A two week effort led by Phil Torres at the Tambopata Research Center, a jungle lodge in Peru, finally put to rest what had baffled both researchers and thousands of online commenters: the structure was created by a spider.
Images of this structure first went viral in August of 2013 when researcher Troy Alexander encountered two of them on an island in Tambopata, Peru, took photos to document them, and posted the pictures to reddit.
The images were shared widely on that site and throughout the internet, with no clear answers as to what made it, theories ranged from a fungus to a spider, and even space aliens.
Teaming up with Lary Reeves and Geena Hill from the University of Florida, Torres set out to the same island to see if they could find more, and ideally to see if they could catch it being made in action.

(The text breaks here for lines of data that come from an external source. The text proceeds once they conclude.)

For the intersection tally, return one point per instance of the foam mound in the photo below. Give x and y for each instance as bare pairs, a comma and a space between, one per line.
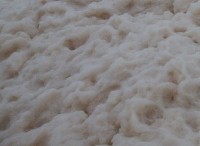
99, 72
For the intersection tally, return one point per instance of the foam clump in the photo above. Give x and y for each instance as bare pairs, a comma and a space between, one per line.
99, 73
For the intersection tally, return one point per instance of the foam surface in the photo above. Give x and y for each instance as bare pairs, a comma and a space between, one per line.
99, 73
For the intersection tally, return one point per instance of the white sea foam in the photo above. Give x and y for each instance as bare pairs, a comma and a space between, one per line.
99, 73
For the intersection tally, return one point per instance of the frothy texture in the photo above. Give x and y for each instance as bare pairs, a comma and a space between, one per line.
99, 73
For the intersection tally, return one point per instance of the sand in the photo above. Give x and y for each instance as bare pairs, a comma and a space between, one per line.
99, 73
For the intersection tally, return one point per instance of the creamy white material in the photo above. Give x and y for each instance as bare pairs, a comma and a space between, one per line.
99, 73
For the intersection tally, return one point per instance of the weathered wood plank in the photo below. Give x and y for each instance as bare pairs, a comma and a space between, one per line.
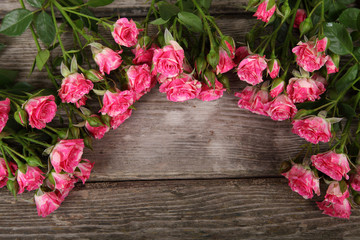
202, 209
139, 8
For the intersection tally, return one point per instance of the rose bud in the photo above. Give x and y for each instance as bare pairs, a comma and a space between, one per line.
143, 55
300, 17
4, 172
107, 59
251, 68
119, 119
74, 87
313, 129
333, 164
85, 167
117, 103
265, 12
273, 68
139, 77
308, 57
46, 203
125, 32
277, 88
181, 88
97, 132
66, 155
210, 93
304, 89
30, 180
281, 108
41, 110
168, 61
303, 181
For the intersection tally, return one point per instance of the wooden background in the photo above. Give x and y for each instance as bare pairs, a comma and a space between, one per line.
193, 170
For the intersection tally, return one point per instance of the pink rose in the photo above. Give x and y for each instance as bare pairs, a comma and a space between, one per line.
281, 108
168, 61
41, 110
210, 93
4, 113
181, 89
85, 167
330, 66
74, 87
273, 68
120, 118
304, 89
341, 210
277, 88
255, 100
299, 18
262, 13
30, 180
107, 59
63, 181
334, 194
46, 203
313, 129
4, 173
143, 55
97, 132
140, 79
225, 63
308, 57
240, 54
66, 155
125, 32
355, 180
250, 69
303, 181
117, 103
332, 164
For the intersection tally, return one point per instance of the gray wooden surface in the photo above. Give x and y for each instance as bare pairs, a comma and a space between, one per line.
193, 170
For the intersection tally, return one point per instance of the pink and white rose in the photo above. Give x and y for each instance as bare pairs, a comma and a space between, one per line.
67, 154
333, 164
168, 61
125, 32
303, 181
251, 69
73, 89
313, 129
41, 110
181, 88
31, 180
4, 113
117, 103
281, 108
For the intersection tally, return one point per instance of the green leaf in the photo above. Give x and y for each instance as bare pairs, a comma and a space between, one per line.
42, 58
347, 79
7, 77
45, 28
346, 110
340, 40
167, 10
159, 21
36, 3
16, 22
349, 16
99, 3
191, 21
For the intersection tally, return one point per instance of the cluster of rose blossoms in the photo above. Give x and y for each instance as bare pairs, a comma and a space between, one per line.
279, 104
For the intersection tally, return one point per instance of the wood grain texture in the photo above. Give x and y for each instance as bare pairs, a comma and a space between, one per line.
139, 8
202, 209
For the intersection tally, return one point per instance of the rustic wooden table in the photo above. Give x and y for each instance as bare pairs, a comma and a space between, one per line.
193, 170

A mite near the web structure. (Image credit: Jeff Cremer/Perunature.com)
“The most challenging part of the search was that we had so little to go on- should we be eyeing every spider we see suspiciously, or was something flying around and creating these?” said Torres.

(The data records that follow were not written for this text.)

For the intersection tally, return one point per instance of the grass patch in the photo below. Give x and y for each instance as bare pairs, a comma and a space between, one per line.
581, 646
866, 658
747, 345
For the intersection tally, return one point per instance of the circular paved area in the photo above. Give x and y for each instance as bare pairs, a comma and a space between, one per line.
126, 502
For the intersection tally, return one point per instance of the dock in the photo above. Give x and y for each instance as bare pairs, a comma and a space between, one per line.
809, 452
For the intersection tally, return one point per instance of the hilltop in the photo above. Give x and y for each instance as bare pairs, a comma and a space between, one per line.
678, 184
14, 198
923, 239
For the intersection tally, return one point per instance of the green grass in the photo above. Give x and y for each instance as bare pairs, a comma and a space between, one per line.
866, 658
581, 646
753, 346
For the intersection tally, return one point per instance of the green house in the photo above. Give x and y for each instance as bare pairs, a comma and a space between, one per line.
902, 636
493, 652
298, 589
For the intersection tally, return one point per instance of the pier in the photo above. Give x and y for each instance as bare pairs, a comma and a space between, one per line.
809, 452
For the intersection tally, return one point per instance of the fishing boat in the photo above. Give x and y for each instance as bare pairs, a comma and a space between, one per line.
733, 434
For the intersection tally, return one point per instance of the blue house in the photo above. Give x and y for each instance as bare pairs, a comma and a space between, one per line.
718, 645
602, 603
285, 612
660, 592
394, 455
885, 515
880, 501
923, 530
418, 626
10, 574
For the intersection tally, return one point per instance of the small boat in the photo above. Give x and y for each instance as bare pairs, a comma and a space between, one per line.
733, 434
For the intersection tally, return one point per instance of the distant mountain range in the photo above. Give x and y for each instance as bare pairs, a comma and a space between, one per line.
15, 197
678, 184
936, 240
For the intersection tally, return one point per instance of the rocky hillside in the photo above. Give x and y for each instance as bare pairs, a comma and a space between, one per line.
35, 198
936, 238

After careful macro photography by wildlife photographer Jeff Cremer, the team isolated some of the structures to see what, if anything, hatched out of them.

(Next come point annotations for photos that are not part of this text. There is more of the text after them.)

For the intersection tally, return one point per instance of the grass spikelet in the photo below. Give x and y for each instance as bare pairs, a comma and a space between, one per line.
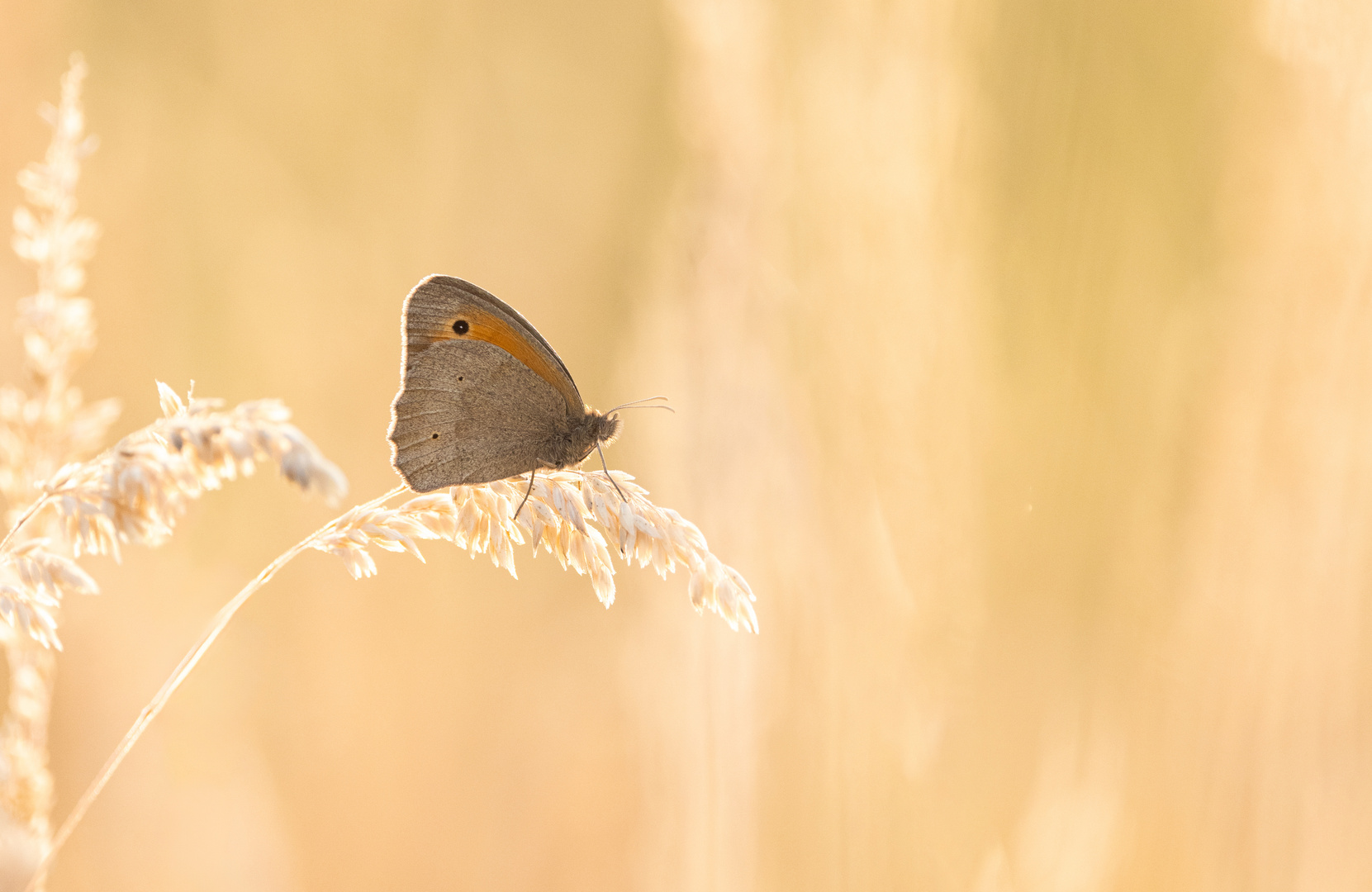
572, 515
137, 491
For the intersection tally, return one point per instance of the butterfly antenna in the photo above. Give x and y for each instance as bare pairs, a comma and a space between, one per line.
643, 404
608, 474
525, 494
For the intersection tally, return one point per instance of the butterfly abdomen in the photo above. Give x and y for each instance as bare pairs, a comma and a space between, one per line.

After several days of nothing hatching and inconclusive dissections, the team was ready to call the structures an elaborate spermatophore created by a spider, basically a package of sperm typically paired with nutrients designed to entice, fertilize, and feed a female.
On the final morning of their excursion, two of the structures hatched out one spiderling each, and the next day a third did the same.
This makes the structure potentially the first documented case of a spider laying a single egg in an egg sac, as they traditionally lay multiple.
A newly hatched spiderling. (Image credit: Jeff Cremer/Perunature.com)
(Image credit: Jeff Cremer/Perunature.com)
(Image credit: Jeff Cremer/Perunature.com)
While collecting permits are being gathered to inspect the specimens more closely, arachnologists can only guess as to the identity of the spiderlings.